Regular readers of my TweakTown reviews will be quite aware of my love for animation (especially Disney), but I definitely have a soft spot for Japan's Studio Ghibli animation company, often referred to as "The Disney of the East". 25 years on it's impossible to ignore their first international breakthrough hit My Neighbor Totoro, nor the impact it had on the company - a Totoro adorns the studios logo. My 2010 trip to Japan and the Studio Ghibli museum just confirms how far the film has penetrated the popular culture and continues to define it after all this time.
When young Mei, Satsuki and their father moves to a derelict home on the countryside in order to be closer to their hospitalized mother, they quickly discover that gentle spirits inhabit the area, confirmed by the presence of a small creature that bobs up above the rolling hills. When Mei follows the creature through to the inside of a camphor tree, she discovers a huge fluffy creature she names 'Totoro', beginning a friendship which unveils the true nature of their new home - including the magical denizens that inhabit it.
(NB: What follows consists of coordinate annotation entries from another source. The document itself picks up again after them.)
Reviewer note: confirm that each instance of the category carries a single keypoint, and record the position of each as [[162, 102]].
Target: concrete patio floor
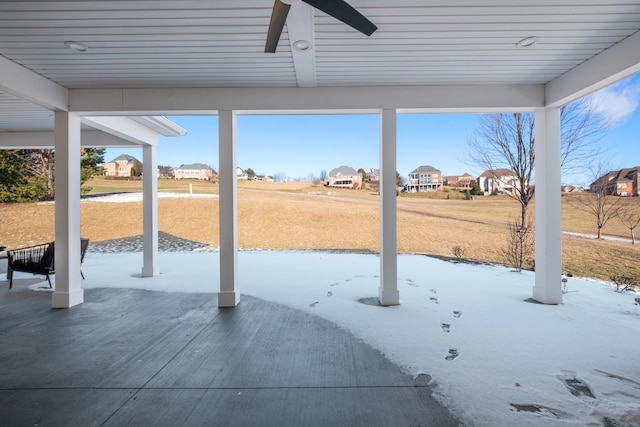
[[134, 357]]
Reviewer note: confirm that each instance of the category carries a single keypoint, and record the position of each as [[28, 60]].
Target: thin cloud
[[619, 101]]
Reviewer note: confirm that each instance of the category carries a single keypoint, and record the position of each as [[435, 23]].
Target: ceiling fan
[[339, 9]]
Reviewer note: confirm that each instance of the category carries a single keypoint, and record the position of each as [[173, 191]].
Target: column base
[[67, 299], [150, 271], [546, 296], [228, 299], [388, 297]]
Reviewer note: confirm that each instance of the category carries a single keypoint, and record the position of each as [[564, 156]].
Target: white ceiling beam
[[300, 28], [619, 61], [37, 140], [125, 128], [437, 98], [24, 83]]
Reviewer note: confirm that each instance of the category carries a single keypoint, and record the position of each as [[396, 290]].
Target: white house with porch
[[70, 67]]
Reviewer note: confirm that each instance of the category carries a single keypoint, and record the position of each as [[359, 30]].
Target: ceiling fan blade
[[340, 10], [278, 18]]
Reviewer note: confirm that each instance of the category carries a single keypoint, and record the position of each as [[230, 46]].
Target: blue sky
[[303, 145]]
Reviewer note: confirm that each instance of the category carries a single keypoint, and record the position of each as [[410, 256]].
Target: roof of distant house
[[425, 168], [343, 170], [196, 166], [497, 173], [127, 157]]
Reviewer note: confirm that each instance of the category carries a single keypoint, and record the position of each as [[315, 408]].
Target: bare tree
[[41, 165], [520, 247], [629, 215], [601, 200], [507, 141]]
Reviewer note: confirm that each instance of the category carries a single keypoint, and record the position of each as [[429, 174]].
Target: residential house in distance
[[123, 166], [459, 182], [425, 178], [624, 182], [196, 171], [345, 177], [373, 176], [241, 174], [498, 181], [166, 172]]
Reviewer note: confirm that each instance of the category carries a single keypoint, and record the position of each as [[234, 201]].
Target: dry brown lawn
[[298, 215]]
My Neighbor Totoro is a relatively simple story, beautifully told. Cynics need not apply, but those willing to open their hearts to a moving and genuinely fun animated adventure should definitely give this one a look.
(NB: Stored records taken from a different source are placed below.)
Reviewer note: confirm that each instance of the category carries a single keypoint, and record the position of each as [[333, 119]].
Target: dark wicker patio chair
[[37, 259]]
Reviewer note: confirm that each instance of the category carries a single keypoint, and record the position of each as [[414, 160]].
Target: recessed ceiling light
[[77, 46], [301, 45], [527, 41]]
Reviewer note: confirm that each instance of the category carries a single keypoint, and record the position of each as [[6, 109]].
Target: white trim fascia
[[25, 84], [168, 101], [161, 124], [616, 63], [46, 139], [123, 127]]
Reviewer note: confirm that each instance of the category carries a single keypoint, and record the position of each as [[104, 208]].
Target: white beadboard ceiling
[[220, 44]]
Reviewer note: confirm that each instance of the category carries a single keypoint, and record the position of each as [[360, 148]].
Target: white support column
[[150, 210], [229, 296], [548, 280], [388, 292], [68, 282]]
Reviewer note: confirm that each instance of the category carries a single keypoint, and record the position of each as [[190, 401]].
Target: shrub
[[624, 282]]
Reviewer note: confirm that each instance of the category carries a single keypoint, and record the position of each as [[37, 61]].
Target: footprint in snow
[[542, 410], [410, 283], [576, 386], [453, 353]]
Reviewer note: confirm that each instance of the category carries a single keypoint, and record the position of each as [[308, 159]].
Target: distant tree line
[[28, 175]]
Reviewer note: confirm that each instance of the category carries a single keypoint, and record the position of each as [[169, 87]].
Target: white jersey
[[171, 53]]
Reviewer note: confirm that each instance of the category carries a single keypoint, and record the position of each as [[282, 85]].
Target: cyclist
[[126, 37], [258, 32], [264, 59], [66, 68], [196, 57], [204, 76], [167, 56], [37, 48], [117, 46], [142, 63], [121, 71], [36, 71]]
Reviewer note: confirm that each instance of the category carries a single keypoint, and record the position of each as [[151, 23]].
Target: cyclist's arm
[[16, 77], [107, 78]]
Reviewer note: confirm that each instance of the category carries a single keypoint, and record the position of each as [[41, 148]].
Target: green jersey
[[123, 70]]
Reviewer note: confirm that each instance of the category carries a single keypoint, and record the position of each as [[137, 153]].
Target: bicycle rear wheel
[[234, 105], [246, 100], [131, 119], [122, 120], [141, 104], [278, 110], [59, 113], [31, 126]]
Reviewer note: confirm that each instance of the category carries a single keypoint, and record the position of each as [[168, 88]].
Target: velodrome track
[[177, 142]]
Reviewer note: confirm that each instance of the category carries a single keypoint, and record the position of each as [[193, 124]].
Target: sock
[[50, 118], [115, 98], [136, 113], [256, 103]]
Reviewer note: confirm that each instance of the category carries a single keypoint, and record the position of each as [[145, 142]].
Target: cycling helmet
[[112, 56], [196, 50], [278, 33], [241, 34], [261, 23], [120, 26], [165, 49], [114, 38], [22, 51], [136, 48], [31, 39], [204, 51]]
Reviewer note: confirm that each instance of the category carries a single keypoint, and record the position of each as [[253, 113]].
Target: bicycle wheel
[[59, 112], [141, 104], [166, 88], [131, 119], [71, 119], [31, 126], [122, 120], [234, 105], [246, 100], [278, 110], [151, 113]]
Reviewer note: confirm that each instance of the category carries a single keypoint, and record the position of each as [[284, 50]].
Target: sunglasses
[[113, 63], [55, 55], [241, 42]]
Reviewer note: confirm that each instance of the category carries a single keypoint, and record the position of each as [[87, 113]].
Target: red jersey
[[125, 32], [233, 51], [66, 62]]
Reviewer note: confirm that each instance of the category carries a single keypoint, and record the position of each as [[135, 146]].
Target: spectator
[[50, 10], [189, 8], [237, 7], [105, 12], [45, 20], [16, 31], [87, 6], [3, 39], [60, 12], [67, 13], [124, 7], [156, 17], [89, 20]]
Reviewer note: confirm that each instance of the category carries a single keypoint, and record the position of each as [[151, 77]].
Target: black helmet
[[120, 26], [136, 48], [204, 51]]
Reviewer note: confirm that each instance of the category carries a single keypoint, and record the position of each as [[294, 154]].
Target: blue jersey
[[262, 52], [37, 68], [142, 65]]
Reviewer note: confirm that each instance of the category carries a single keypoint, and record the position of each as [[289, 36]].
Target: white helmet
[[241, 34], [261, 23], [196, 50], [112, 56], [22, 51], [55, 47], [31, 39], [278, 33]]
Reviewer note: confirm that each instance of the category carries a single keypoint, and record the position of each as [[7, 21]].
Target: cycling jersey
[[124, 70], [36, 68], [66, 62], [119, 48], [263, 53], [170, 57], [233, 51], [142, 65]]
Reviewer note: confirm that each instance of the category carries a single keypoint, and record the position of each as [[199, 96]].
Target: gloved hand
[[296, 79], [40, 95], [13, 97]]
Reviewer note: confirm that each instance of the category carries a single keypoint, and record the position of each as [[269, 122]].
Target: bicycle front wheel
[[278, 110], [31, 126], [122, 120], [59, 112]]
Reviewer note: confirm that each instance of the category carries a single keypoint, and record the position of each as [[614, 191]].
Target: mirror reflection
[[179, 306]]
My Neighbor Totoro is presented in the film's original aspect ratio of 1.85:1, encoded with AVC MPEG-4 compression.
Similar to previous Studio Ghibli catalogue releases, My Neighbor Totoro has received a full high definition restoration which shows off the film like never before, with a sharp and detailed transfer which even reveals some of the shortcuts inherent in the animation process. Pleasingly, there has been little (if any) fake telecine wobble added to the new digital master, an issue which has plagued other Ghibli catalogue releases.
Color balance is very good, but compared to western animated features will appear slightly muted. This is not a fault of the transfer, but a reflection of the original production.
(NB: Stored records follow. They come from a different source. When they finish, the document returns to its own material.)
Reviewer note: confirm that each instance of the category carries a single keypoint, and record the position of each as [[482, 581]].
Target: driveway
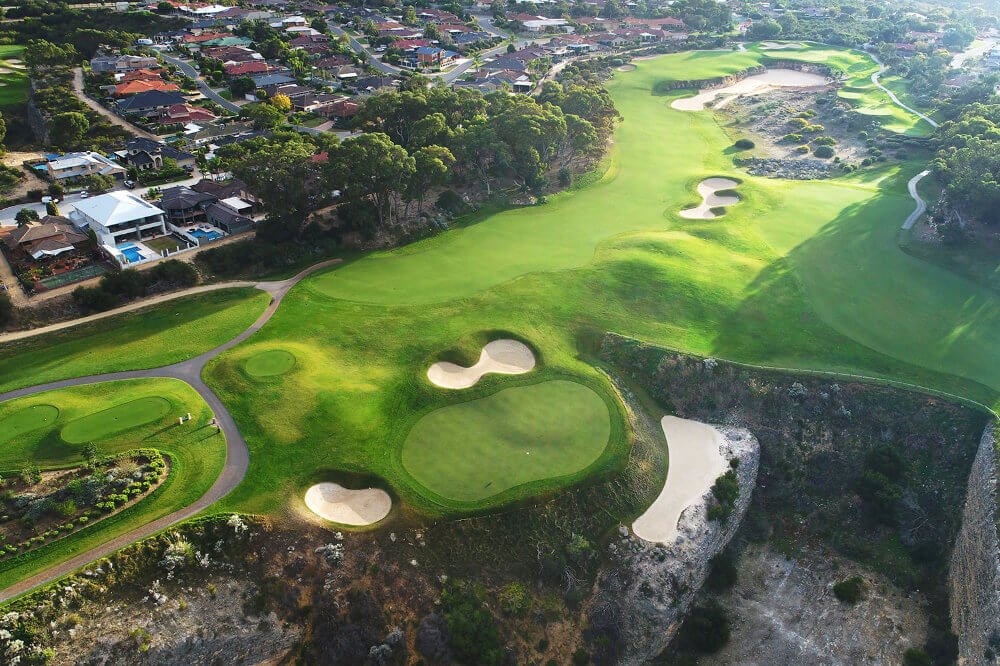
[[237, 453], [112, 117], [207, 91]]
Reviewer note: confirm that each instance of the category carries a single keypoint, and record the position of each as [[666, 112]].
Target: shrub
[[514, 599], [705, 629], [850, 591]]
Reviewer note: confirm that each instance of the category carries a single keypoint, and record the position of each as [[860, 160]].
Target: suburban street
[[190, 71]]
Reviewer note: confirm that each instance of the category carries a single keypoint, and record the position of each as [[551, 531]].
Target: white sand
[[709, 199], [506, 357], [342, 505], [772, 78], [775, 46], [695, 463]]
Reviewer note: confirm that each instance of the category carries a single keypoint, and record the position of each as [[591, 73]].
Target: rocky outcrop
[[655, 583], [975, 562]]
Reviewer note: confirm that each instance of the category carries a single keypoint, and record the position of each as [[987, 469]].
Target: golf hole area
[[270, 363]]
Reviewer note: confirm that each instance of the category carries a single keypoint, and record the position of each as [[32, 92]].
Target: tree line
[[417, 141]]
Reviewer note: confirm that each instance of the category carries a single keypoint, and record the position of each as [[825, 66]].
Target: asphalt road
[[188, 70], [237, 453]]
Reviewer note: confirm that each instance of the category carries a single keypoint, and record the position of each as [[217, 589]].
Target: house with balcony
[[118, 217]]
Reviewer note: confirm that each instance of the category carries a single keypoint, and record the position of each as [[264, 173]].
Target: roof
[[181, 197], [115, 207], [150, 100]]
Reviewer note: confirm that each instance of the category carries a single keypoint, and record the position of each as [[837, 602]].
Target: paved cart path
[[237, 454]]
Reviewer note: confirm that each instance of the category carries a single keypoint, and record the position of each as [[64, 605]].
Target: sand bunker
[[772, 78], [775, 46], [505, 357], [695, 463], [708, 189], [342, 505]]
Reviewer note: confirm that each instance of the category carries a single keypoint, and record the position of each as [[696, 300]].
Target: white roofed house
[[117, 217]]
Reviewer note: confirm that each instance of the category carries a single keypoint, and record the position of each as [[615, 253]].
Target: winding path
[[921, 204], [881, 69], [237, 453]]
Overall, this is a really nice remaster which will please fans and cause many DVD copies to suddenly appear on eBay.
My Neighbor Totoro is presented in both English and Japanese PCM stereo audio tracks at 24 bits.
It's a bit of a head scratcher why the film hasn't been extended a more involving 5.1 surround mix, even from Disney who was responsible for the production of the English dub track for the American market. Confined to just two channels, naturally the audio experience won't be as involving as many film buffs are accustomed to, but I'm happy to report that the track does respond quite well to Dolby Pro Logic amplification if you are so equipped.
For review purposes I listened to the entirety of the film in its English dub and sampled the original Japanese audio. Both tracks are quite reasonable, within their aforementioned limitations. Audio fidelity is quite good and there are no problems with dialogue intelligibility.
The score by Ghibli regular Joe Hisaishi is truly wonderful and a great accompaniment. Again, it's a shame it isn't given room to breathe over surround channels, but for now at least, it is what it is.
In a significant improvement over the previous DVD release, Madman has included not only all of the previous supplements, but also a few new extra features. Let's take a look.
First up is Picture in Picture Storyboards which presents the film in 1080p with a window in the bottom right hand corner of the screen showcasing the entire run of original production storyboards. Animation buffs might get a kick out of this, but others might be a tad bored after a while.
Next up are a bunch of production featurettes including Creating My Neighbor Totoro and Creating the Characters which over the span of seven minutes combined give a brief look at the genesis of the project. The Locations of Totoro is by far the lengthiest of the featurettes at nearly 30 minutes in length, which looks at the real world locations from Director Miyazaki's youth which inspired the locations in the film. The Totoro Experience discusses the interest in merchandising which simply wasn't available when the film was originally released, and Producers Perspective: Creating Studio Ghibli which reveals how the studio got its curious name. The five minute Beyond the Microphone featurette looks at the casting and recording of the English audio dub, and the Textless Opening and Closing shows clean templates before the sequence text is dropped in.
Finally, we have two Japanese trailers and additional trailers for Ponyo, Laputa and Arrietty.